KEVIN: SIE KÖNNEN SO SCHARFE UND PRÄZISE PÄSSE SCHLAGEN. WIE KANN MAN DAS LERNEN?
Du musst den Pass nicht irgendwie spielen, sondern genau überlegen, was du machst. Du musst abschätzen, wie viel Kraft du in den Pass legen willst, wo genau er hinkommen soll. Das fängt schon im Training an, bei jeder Passübung, und sei sie noch so einfach. Versuch, den bestmöglichen Pass zu spielen. Flach, präzise, ohne dass der Ball holpert!

MARKUS: WIE WAREN SIE IN DER SCHULE?
Also Zusatzaufgaben habe ich nie gelöst … und Mathe lag mir auch weniger. Dafür hatte ich gern Deutsch. Und im Sport war ich auch einer der Besseren!

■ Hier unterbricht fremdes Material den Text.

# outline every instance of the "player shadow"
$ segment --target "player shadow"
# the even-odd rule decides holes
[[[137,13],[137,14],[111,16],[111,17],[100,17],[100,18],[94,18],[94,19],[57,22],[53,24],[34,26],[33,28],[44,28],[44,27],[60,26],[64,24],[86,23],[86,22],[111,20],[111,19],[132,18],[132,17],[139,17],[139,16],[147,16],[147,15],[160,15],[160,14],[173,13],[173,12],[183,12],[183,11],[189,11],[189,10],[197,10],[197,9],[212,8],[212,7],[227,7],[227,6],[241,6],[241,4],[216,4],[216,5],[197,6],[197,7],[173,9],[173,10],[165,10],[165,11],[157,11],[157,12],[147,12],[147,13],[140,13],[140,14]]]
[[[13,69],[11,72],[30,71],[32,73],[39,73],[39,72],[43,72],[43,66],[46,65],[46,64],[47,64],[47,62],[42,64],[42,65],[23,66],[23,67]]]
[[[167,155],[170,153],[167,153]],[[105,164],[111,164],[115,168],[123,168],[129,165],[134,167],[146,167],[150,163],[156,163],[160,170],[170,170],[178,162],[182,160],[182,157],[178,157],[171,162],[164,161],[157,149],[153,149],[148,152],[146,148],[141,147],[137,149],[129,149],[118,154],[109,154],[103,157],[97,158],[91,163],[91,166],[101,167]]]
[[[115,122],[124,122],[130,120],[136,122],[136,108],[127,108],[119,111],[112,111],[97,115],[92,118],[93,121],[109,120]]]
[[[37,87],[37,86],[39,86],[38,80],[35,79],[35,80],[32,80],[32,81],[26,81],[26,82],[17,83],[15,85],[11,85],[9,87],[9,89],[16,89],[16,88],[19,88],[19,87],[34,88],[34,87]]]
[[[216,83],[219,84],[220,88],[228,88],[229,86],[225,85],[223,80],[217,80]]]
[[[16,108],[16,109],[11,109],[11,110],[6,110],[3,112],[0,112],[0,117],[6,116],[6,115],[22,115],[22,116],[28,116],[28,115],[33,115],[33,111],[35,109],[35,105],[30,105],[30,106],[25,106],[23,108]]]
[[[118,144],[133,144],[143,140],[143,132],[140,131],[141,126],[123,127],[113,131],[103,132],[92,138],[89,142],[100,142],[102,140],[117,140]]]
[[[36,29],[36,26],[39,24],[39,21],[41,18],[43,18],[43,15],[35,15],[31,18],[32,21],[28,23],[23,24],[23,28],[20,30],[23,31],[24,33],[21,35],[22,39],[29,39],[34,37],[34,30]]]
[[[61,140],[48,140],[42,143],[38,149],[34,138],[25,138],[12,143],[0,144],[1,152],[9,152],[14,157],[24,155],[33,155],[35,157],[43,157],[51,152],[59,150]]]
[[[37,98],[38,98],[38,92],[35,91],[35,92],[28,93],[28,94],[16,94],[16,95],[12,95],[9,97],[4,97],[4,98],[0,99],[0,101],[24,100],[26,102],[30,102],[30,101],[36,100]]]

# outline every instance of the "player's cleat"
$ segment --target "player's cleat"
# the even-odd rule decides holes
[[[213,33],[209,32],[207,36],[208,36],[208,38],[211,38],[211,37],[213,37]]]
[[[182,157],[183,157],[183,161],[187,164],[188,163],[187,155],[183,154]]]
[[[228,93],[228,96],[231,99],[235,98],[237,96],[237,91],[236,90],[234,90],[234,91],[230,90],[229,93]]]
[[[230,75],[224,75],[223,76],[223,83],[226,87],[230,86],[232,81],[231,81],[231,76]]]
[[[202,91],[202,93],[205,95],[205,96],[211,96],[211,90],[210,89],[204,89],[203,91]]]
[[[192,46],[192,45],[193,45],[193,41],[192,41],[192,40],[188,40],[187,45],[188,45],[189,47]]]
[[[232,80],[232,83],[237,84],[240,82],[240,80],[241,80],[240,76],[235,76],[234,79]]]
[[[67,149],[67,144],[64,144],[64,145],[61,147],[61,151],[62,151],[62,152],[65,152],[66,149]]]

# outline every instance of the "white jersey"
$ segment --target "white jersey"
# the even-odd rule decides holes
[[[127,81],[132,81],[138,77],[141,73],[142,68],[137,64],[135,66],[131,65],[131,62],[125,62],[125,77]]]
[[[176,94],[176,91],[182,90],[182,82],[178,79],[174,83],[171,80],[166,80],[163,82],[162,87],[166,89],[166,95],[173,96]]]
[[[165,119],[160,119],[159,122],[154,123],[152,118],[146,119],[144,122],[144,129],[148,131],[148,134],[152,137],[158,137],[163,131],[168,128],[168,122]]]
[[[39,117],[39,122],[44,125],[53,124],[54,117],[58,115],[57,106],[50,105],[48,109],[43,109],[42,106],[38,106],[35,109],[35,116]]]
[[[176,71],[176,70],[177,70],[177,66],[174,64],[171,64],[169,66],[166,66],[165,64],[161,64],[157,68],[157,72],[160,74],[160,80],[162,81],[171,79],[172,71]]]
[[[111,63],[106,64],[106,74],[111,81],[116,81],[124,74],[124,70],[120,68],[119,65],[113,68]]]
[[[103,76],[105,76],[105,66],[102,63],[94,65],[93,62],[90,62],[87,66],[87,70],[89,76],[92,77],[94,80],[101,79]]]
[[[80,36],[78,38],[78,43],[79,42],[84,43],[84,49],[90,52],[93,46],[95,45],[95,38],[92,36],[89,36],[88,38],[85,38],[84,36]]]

ALEX: HATTEN SIE AUCH NOTENDRUCK?
Ja, so wie jeder andere auch. Ich hatte das Glück, dass ich in der Feusi Schule das Sportgymnasium machen durfte. Da hatte ich nur halbtags Schule und die übrige Zeit konnte ich trainieren.
Wenn es mal vom Schulstoff her nicht ging und wir zwei oder drei Tests am gleichen Tag hatten, habe ich es dem Trainer auch gesagt und mal das Training ausfallen lassen. So ehrlich muss man sein und die Schule nie vernachlässigen.

FINN: SIE WAREN IN UNSEREM ALTER ZIEMLICH KLEIN. WAR DAS EIN NACHTEIL?
Ja, denn ich war damals wirklich klein und schmal. Zum Ausgleich entwickelt man dann andere Fähigkeiten: technisch noch besser zu werden oder auf den ersten Metern schneller zu sein als andere. So muss man vielleicht gar nicht in den Zweikampf gehen.

MATTIA: HATTEN SIE ALS YB-JUNIOR AUCH SCHWIERIGE ZEITEN?
Die gab es sicher. Anfänglich spielte ich meist bei den Grösseren, doch später hat man mich in eine Mannschaft mit Jüngeren zurückversetzt. Das war ein schwieriger Moment. Aber mein Vater, der auch viel von Fussball versteht, hat mir geholfen, das zu akzeptieren, und das war gut so. Du musst einfach immer an dich glauben!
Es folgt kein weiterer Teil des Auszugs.